Python is typically used to build applications that are IO bound. Squeezing more performance out of the interpreter is not going to translate to any real gains for most Python users these days.
Because Python is slow, Python is not used in scenarios where speed is crucial. That much is true.
However, if Python was faster, it would be used in those scenarios, so more people would be using it for speed critical code so it would provide real gains for a great many Python programmers.
This is exactly what happened with JavaScript: before V8 JavaScript was in exactly the same position as Python. Not many people were writing large programs in JavaScript because JavaScript was too slow. V8 sped up JavaScript 10x+ and people started writing much larger apps that do require that speed. If JavaScript speed suddenly dropped to pre-V8 speeds, we would all find the most popular web apps unusably slow.
It's probably worth noting that Google already attempted a V8-like transformation for Python with Unladen Swallow, and that that attempt mostly failed. Perhaps it was just prioritized differently, and that's why V8 was successful and Unladen Swallow wasn't.
I'm curious, what leads you to the conclusion that 'Python is typically used to build applications that are IO bound'? Also, what exactly are you referring to when you say 'IO bound'?
Python is commonly used in web services, where retrieving information from a database and transmitting the results via slow network connections are what takes up the most time, not processing the data in between with Python.
I don't buy that. I've had enough people relate Python's roots in the sysad tool belt and it's application in processing large data sets to believe that it's intended use case could be that limited.
Python is used just about everywhere for just about everything (sometimes properly, sometimes poorly). While there are a lot of web sites that run Python, there are also countless other applications that use it that are unrelated to the web. See Scipy as an example.

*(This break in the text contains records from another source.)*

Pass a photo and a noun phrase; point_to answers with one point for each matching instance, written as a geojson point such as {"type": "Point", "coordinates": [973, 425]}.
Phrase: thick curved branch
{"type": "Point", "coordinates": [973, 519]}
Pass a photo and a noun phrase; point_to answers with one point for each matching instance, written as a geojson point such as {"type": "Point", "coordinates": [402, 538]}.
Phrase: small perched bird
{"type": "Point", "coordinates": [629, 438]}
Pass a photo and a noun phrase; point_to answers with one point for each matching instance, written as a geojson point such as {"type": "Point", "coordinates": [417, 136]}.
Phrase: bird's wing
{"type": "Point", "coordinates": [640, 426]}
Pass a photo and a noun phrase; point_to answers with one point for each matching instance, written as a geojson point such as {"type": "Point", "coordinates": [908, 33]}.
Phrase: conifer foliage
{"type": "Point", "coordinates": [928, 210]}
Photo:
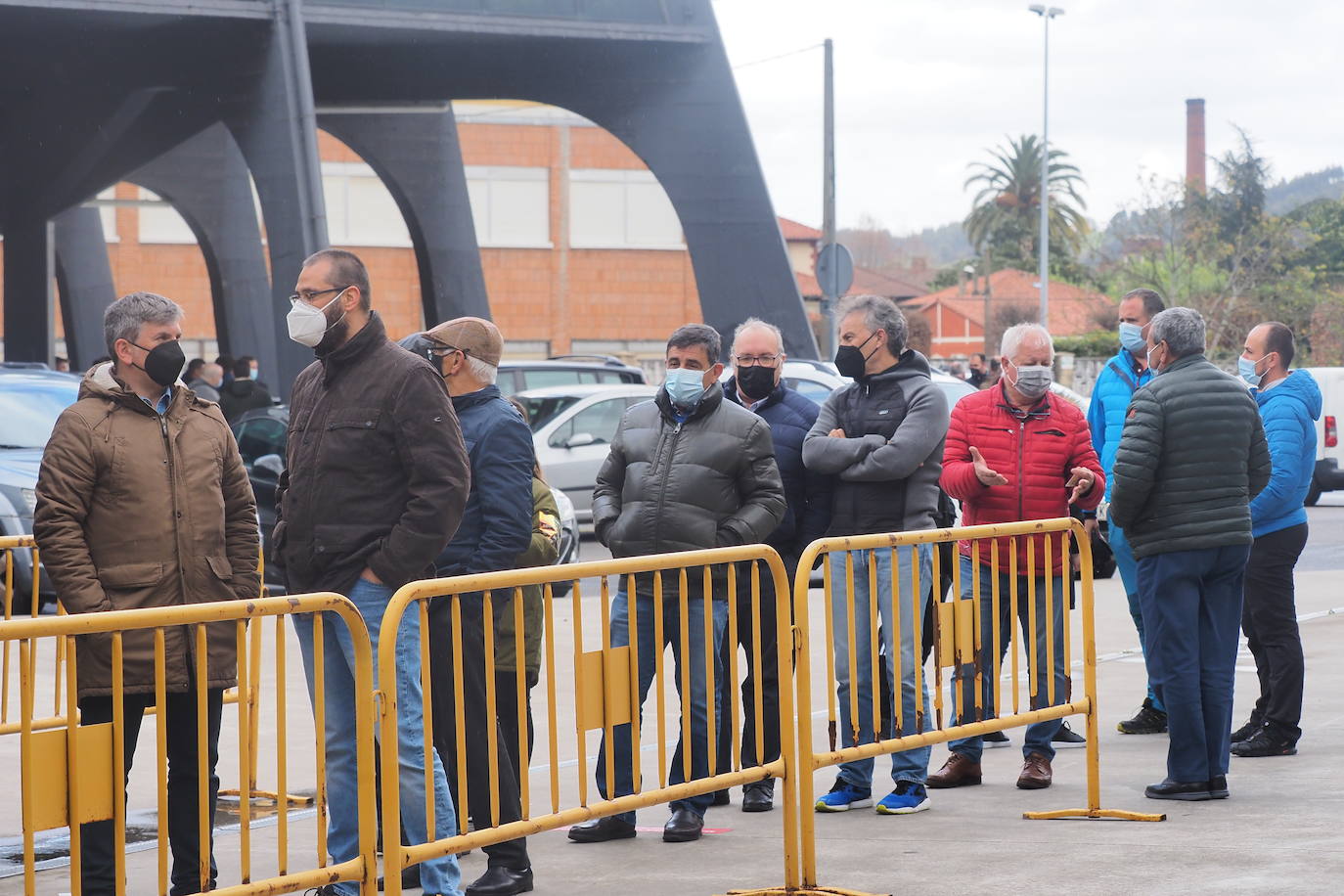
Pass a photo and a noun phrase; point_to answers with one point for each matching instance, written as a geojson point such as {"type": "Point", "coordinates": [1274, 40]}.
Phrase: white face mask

That said, the earlier poster mentioning that many people are using Python for IO bound processes is not too far a stretch. Why else would Twisted Python exist, and why would the new Tulip async IO stuff be developed?
I'm not denying that IO is important to a certain class of Python programs too; but I still can't see what leads to the conclusion that IO bound programs are the primary use case for Python. There are enough evented and async io libraries being built for just about every platform right now, that doesn't make IO the center of any of them.
And then there is the GIL. So if you want to squeeze more performance out of your CPU bound task. You need to use the multiprocess module, because Python threading does not work well for CPU bound tasks.
It's also used in CPU intensive applications, but the "standard" numerical libraries (Numpy/SciPy) aren't distributed with the language standard libraries. However, they're FOSS, available pretty much anywhere Python itself is, and anyone doing numerical work with Python will almost certainly use those libraries. They're not distributed with CPython itself in order to avoid being tied to a slower release schedule.